How to Train Your LLM Web Agent: A Statistical Diagnosis

Published: 18 Sept 2025, Last Modified: 29 Oct 2025NeurIPS 2025 posterEveryoneRevisionsBibTeXCC BY 4.0
Keywords: LLM agents, interactive tasks, MDP, reinforcement learning, reproducibility, compute allocation, generalization, statistical analysis, hyperparameters, curriculum learning.
TL;DR: We provide a statistically rigorous guidelines for training interactive, multi-step LLM agents, exploring optimal compute allocation, generalization, and hyperparameter settings.

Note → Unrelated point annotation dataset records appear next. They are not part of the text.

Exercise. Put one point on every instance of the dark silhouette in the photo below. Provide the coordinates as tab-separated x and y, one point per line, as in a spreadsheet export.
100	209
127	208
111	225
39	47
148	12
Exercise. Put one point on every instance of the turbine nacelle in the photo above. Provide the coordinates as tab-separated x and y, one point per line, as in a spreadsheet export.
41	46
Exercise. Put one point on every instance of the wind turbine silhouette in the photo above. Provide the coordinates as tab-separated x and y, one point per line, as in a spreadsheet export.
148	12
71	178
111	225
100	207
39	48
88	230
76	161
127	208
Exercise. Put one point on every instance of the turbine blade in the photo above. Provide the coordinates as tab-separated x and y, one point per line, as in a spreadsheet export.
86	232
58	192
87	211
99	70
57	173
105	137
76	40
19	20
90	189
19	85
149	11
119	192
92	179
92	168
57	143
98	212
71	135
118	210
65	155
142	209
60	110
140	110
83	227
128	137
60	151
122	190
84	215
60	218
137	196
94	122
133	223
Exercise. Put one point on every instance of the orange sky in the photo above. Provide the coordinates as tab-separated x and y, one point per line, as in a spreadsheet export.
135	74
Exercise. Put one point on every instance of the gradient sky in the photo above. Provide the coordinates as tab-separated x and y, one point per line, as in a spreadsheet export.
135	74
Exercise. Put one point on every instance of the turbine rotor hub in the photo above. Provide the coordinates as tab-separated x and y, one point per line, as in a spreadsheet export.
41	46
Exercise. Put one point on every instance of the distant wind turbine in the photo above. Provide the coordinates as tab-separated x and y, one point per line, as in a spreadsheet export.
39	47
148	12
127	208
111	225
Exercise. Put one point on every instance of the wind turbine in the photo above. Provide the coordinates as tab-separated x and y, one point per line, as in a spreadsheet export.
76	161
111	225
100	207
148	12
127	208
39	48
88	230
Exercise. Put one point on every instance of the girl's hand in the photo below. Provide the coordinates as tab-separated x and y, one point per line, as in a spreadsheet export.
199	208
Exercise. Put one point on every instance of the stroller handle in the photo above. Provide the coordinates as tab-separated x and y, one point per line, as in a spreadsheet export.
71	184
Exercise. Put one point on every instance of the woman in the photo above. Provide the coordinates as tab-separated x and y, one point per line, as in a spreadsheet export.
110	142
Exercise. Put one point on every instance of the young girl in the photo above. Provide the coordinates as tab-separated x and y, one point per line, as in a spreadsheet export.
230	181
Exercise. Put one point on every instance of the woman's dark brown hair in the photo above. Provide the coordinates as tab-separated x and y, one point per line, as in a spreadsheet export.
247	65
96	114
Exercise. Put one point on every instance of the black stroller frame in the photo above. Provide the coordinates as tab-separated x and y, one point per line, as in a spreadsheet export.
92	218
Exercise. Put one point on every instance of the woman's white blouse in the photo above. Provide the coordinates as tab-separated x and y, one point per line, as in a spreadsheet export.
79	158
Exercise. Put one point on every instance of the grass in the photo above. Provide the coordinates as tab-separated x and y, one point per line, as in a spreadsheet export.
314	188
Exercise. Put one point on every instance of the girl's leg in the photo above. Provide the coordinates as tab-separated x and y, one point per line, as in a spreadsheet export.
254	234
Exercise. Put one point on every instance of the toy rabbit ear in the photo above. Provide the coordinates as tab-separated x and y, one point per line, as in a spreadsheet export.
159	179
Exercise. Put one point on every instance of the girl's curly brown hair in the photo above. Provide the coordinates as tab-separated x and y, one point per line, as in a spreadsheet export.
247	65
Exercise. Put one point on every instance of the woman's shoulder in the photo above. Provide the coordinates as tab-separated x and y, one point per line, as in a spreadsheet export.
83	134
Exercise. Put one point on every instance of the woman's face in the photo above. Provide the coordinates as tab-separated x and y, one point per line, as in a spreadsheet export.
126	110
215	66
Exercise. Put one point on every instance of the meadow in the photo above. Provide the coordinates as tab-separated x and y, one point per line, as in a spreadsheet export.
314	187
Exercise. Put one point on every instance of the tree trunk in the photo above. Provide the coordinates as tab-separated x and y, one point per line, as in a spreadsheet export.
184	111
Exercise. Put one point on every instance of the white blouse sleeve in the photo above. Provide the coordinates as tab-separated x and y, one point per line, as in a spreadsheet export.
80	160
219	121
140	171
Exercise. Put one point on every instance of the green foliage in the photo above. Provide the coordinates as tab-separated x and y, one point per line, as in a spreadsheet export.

Abstract: Large language model (LLM) agents for web interfaces have advanced rapidly, yet open-source systems still lag behind proprietary agents. Bridging this gap is key to enabling customizable, efficient, and privacy-preserving agents. Two challenges hinder progress: the reproducibility issues in RL and LLM agent training, where results often depend on sensitive factors like seeds and decoding parameters, and the focus of prior work on single-step tasks, overlooking the complexities of web-based, multi-step decision-making. We address these gaps by providing a statistically driven study of training LLM agents for web tasks. Our two-stage pipeline combines imitation learning from a Llama 3.3 70B teacher with on-policy fine-tuning via Group Relative Policy Optimization (GRPO) on a Llama 3.1 8B student. Through 240 configuration sweeps and rigorous bootstrapping, we chart the first compute allocation curve for open-source LLM web agents. Our findings show that dedicating one-third of compute to teacher traces and the rest to RL improves MiniWoB++ success by 6 points and closes 60\% of the gap to GPT-4o on WorkArena, while cutting GPU costs by 45\%. We introduce a principled hyperparameter sensitivity analysis, offering actionable guidelines for robust and cost-effective agent training.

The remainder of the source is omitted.